Transient synovitis of the hip is the disorder of children younger than eight years of age. It is also known as toxic synovitis or irritable hip. Transient hip synovitis arises when the lining of the hip joint (the synovial membrane) becomes inflamed and irritated. As the name implies, it is a temporary painful condition of the hip in children. It normally resolves on its own within ten days with no residual sequelae.
There is a documented increased male tendency of developing this condition. Males develop transient synovitis twice as frequently as females. It brings about inflammation and swelling of the affected joint and in due course spreads to the other body joints. Recurrences may occur. Supportive management is generally given to treat it.
Causes of transient hip synovitis
A virus has been believed to cause transient synovitis of the hip joint; however, the exact cause is still undecided. Many children develop this disease after contracting a viral infection (for instance a cold).

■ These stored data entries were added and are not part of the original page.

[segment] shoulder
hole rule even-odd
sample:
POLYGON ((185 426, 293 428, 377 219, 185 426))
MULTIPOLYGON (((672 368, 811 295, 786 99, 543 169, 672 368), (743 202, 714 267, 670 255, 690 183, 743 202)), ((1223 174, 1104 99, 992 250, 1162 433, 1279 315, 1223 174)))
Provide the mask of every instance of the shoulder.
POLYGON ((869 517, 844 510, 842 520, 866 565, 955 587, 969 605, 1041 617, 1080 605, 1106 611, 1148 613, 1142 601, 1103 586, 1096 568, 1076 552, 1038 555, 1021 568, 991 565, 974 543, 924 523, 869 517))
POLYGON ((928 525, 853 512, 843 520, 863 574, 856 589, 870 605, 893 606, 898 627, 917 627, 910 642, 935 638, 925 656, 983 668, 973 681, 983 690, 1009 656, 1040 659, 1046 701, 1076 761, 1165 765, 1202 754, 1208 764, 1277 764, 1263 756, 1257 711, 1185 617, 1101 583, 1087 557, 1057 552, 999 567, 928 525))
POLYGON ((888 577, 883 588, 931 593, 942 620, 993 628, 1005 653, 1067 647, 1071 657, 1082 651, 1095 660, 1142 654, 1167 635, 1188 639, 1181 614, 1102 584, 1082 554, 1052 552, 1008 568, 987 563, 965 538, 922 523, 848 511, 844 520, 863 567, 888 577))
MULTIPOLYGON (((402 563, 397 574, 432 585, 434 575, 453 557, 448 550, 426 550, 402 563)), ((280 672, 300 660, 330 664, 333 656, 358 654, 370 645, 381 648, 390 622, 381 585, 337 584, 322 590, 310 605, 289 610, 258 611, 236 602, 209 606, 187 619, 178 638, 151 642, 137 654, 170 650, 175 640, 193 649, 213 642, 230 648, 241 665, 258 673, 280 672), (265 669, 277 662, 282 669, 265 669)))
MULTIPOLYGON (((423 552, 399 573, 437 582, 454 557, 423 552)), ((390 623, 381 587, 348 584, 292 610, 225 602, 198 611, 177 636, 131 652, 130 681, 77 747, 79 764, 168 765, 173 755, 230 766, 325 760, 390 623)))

Symptoms of transient synovitis
The major presentation of transient synovitis is the hip pain, which occurs intermittently either in one or in both hips. The pain may become worse when a child stand up after lying down or sitting for a long time. Limping is another major symptom in which children walk on their tiptoe because of discomfort. Sometimes, there is a low-grade fever and refusal to walk in case of a severe pain. Among infants or younger children a common sign of transient synovitis is crying and they cry especially with movement of the hip joints. Such children should be evaluated by a doctor at once.
A doctor will examine the legs of the children to determine the reason of pain and discomfort. Children suffering from transient synovitis are not usually able to move their hip on the affected area. Diagnostic tests may include:
- Blood tests
- Fluid aspiration from the affected joint with a needle
Fluid aspiration is done to check the presence of bacteria or cells that fight against infections. This is usually carried out when the fever or swelling is serious.
Since this disease is a condition which clears up without treatment, typically within 5 to 7 days; therefore no treatment is needed. However, in some children symptoms last more than a few weeks, so treatment becomes necessary. Generally, treatment involves use of anti-inflammatory medicines such as ibuprofen. This not only decreases pain but also lowers fever and shortens the duration of symptoms. Rest of affected hip is advised since it enhances healing. Walking is normally safe, but strenuous activities must be avoided.
A small number of children keep on developing further episodes of irritable hip. However, these episodes normally become less recurrent and ultimately stop when the child grows older.
When to see your Doctor
It is important to bring children to see a doctor immediately if their symptoms deteriorate to determine other possible conditions. The urgent concern is recognition of septic arthritis, which is among few of the actual orthopaedic emergencies.